Chris Prior is Business Development Manager at Bridgewater Equity Release
The age at which we retire may have once felt like an immovable target that we gradually worked towards throughout our working lives, but it seems to have become a shifting goal that is just as likely now to disappear over the horizon at the point where we think it is coming into sight.
The state pension age is expected to increase to 67 in the next decade or so and factoring in the predicted ages beyond that, someone currently aged between 25 and 29 won’t be able to collect their pension until they are 73 years old.
The number of people working beyond the official retirement age has almost doubled to 1.4 million in the past 20 years according to the Office for National Statistics (ONS), showing that even when older people make the hallowed age, they are still not in a financial position to down tools completely.
The report from the ONS also reveals that 39% of older workers are male and 61% are female which is a huge gulf.
While two thirds of older men are in so-called ‘higher-skilled’ positions such as directors or CEOs, the same percentage of female workers over the state pension age are in jobs classed as lower skilled including cleaners and retail assistants.

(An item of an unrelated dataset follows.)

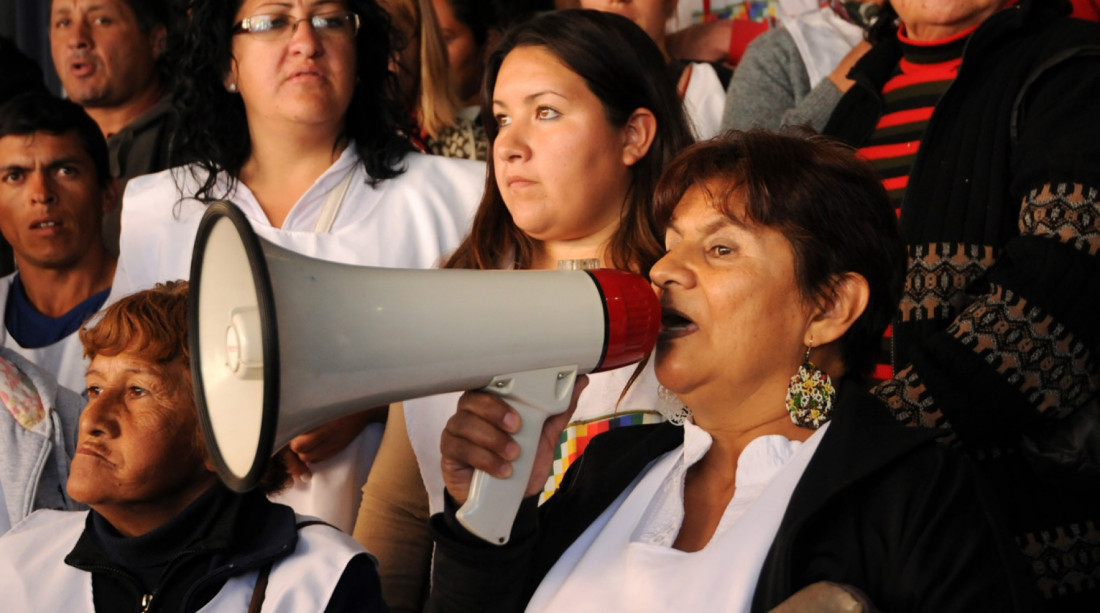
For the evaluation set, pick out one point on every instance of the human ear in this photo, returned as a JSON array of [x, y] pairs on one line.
[[838, 309], [230, 79], [638, 134]]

As well as possible inadequate pension provision in the past, the report suggests that men may continue working for the challenge and status while women continue to work out of financial necessity.
Another interesting fact to emerge from the research is quite how much changing demographics could affect the UK’s GDP levels in the future.
With the proportion of people aged over 65 expected to be 28% by 2035, this effectively shrinks the workforce and means that unless more people around and beyond retirement age continue to work, then the GDP would be 6% lower.
Pension problems and an ageing population are not just a concern for the individual therefore, but a conundrum for the Government and country as a whole.
How this collection of problems is solved is a poser that successive Governments have failed to address, but one potential solution has been staring them in the face for the past couple of decades and that is equity release.
Older homeowners may feel compelled to work long into their twilight years without realising the untapped potential that is underneath their feet.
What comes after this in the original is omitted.